The range of cosine of included angle is [- 1, 1]. The greater the cosine of the angle, the smaller the angle between two vectors, and the smaller the cosine of the angle, the greater the angle between two vectors. When the directions of the two vectors coincide, the cosine of the included angle takes the maximum value 1, and when the directions of the two vectors are completely opposite, the cosine of the included angle takes the minimum value-1.

Definition of (1) Hamming Distance

The Hamming distance between two equal-length character strings s 1 and s2 is defined as the minimum number of substitutions required to change one character string into the other. For example, the Hamming distance between the character strings "11"and "100 1" is 2.

Application: information coding (in order to enhance fault tolerance, the minimum Hamming distance between codes should be as large as possible).

(1) Jakad similarity coefficient

The proportion of intersection elements of two sets A and B in the union set of A and B is called Jacobian similarity coefficient of two sets, which is represented by symbol J(A, B).

Jakade similarity coefficient is an index to measure the similarity between two sets.

(2) Jakade distance

The opposite concept to Jacobian similarity coefficient is Jacques distance.

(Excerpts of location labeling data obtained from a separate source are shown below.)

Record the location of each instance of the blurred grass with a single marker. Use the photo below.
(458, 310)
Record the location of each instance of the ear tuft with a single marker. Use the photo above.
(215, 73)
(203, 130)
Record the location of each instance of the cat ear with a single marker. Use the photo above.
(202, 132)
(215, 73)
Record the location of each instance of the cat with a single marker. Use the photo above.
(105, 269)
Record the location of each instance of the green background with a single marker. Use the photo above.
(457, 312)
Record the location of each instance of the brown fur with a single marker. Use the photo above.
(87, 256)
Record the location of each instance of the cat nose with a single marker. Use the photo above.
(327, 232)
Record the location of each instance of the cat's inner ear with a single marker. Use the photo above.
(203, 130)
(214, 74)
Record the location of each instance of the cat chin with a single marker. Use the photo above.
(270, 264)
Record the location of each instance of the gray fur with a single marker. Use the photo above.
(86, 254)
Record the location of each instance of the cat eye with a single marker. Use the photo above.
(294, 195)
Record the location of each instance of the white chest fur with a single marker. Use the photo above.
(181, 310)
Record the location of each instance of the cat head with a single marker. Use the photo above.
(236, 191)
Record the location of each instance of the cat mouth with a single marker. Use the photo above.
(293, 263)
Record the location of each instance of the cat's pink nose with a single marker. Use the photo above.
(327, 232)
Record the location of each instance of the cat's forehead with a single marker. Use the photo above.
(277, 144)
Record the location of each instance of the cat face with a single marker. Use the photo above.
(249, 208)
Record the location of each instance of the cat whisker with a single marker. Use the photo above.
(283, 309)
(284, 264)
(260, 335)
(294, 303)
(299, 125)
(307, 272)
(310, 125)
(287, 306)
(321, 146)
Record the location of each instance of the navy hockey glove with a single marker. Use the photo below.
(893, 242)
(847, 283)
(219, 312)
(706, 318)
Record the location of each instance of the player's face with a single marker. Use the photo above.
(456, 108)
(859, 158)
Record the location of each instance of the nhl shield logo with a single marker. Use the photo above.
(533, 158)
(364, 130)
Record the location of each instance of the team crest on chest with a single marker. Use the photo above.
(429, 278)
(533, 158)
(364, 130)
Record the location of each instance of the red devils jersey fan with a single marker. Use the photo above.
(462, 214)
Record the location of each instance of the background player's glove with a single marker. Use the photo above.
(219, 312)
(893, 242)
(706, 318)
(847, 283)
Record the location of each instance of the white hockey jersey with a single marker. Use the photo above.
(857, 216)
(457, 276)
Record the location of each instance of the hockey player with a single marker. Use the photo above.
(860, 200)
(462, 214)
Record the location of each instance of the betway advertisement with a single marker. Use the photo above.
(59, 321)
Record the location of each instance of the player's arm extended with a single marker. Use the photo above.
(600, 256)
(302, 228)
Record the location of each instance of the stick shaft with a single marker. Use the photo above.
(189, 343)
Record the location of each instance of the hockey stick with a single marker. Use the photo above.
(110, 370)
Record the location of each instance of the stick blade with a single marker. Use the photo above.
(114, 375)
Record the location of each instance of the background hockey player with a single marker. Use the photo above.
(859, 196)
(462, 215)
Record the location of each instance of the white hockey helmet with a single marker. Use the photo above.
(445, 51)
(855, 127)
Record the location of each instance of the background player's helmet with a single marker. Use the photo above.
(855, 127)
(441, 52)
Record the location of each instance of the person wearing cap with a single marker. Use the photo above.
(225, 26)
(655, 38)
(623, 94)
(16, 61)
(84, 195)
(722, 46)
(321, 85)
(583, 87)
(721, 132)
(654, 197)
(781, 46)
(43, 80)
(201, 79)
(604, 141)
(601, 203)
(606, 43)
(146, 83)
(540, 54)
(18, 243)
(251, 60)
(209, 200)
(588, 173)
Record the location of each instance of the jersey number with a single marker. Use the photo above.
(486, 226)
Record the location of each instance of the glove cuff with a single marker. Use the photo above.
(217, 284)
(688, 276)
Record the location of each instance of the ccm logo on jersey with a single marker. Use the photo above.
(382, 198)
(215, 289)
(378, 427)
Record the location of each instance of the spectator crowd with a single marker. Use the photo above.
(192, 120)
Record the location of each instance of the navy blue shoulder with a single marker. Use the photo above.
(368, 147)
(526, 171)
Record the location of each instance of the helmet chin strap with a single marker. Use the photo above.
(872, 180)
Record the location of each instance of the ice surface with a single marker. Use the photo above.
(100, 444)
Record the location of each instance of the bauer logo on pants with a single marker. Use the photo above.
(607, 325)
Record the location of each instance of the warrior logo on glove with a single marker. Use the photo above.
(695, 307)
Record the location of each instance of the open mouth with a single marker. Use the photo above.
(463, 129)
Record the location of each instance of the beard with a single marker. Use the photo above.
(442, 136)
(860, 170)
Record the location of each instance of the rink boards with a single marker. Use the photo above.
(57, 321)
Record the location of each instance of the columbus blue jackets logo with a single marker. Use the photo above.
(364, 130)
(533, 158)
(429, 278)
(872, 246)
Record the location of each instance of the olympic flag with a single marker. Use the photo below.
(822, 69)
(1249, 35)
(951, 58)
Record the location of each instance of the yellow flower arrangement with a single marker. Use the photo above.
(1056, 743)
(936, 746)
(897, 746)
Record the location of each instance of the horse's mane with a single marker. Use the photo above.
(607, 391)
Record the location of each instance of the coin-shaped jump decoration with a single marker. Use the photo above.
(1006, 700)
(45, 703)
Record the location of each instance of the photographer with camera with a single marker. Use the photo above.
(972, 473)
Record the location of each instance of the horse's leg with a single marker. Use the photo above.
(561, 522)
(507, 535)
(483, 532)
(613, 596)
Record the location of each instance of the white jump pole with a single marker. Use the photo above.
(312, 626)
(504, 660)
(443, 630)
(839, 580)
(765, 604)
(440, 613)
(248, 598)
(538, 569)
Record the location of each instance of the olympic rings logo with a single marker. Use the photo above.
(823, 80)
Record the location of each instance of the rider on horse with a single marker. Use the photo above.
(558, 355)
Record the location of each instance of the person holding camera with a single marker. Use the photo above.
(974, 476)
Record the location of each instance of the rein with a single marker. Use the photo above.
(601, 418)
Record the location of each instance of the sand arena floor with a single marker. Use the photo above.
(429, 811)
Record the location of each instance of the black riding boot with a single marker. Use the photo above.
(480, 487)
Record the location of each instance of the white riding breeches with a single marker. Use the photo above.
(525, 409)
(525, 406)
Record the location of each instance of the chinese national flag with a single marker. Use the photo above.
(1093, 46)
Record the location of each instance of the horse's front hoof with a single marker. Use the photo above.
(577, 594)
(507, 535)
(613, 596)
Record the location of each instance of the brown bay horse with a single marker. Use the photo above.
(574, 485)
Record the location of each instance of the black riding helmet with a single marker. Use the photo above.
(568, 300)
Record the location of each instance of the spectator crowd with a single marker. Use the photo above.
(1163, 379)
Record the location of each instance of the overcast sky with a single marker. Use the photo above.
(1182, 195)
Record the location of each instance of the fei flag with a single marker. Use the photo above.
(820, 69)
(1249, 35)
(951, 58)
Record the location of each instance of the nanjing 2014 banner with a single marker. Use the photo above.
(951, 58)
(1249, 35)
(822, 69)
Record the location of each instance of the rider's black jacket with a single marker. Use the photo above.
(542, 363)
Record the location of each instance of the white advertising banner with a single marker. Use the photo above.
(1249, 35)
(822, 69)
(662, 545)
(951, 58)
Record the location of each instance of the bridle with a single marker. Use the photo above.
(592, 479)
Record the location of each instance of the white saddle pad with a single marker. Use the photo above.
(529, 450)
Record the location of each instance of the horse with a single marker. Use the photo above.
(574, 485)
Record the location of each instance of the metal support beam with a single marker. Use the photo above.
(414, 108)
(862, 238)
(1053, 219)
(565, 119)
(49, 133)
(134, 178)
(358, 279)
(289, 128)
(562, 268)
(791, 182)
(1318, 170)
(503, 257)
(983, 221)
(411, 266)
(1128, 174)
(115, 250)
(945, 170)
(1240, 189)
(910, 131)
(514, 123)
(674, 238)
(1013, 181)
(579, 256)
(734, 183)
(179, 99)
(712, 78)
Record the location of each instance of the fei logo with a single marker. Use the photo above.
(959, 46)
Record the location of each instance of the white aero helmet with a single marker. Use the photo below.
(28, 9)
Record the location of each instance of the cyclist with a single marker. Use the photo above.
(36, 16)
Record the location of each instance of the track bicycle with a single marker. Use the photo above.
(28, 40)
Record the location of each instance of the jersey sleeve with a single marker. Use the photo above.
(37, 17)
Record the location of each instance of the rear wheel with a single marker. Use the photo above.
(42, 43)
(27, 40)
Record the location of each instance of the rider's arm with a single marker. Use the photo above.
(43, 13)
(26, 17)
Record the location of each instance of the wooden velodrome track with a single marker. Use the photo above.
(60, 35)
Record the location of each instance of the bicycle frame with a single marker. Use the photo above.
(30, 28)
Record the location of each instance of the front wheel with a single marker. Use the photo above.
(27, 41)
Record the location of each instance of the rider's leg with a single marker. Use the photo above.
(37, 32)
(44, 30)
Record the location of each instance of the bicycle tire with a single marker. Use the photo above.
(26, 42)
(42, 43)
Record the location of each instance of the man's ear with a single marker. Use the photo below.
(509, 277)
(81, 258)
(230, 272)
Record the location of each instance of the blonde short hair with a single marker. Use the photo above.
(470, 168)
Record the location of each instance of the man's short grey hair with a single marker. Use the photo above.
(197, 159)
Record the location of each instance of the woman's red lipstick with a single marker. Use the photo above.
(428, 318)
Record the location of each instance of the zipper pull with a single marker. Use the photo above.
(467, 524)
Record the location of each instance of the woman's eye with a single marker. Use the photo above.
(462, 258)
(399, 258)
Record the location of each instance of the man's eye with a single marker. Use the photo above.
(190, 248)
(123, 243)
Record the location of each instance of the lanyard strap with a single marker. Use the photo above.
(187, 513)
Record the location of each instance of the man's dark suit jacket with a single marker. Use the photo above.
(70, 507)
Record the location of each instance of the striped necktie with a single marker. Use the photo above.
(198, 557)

Jacobian distance can be expressed by the following formula:

Jakade distance measures the discrimination between two sets by the proportion of different elements in all the elements in the two sets.

(3) Application of Jakade similarity coefficient and Jakade distance.

Jakade similarity coefficient can be used to measure the similarity of samples.

Sample a and sample b are two n-dimensional vectors, and the values of all dimensions are 0 or 1. For example: A (011) and B (101). We regard the sample as a set, 1 means that the set contains elements, and 0 means that the set does not contain elements.

P: both sample a and sample b are dimensions of 1

Q: Sample A is 1 and sample B is the dimension of 0.

R: sample a is 0 and sample b is 1.

S: both sample a and sample b are dimensions of 0.

Then the Jacobian similarity coefficient of samples A and B can be expressed as:

Here p+q+r can be understood as the number of elements in the union of a and b, and p is the number of elements in the intersection of a and b.

The jekade distance between samples a and b is expressed as:

Correlation coefficient is a method to measure the correlation degree of random variables X and Y, and the range of correlation coefficient is [- 1, 1]. The greater the absolute value of the correlation coefficient, the higher the degree of correlation between X and Y. When X and Y are linearly correlated, the correlation coefficient is 1 (positive linear correlation) or-1 (negative linear correlation).

(2) Definition of correlation distance

Information entropy does not belong to similarity measure. Then why put it in this article? This. . . I don't know, either. (╯▽╰)

Information entropy is a measure of the degree of confusion or dispersion of distribution. The more dispersed (even) the distribution, the greater the information entropy. The more orderly (or concentrated) the distribution, the smaller the information entropy.

Meaning of parameters:

N: the number of classifications of sample set X.

Probability of class I elements in pi: x

The greater the information entropy, the more dispersed the classification of sample set S, the smaller the information entropy, and the more concentrated the classification of sample set X.. When the probability of n classifications in S is the same (all are 1/n), the maximum value of information entropy is log2(n). When x has only one classification, the minimum value of information entropy is 0.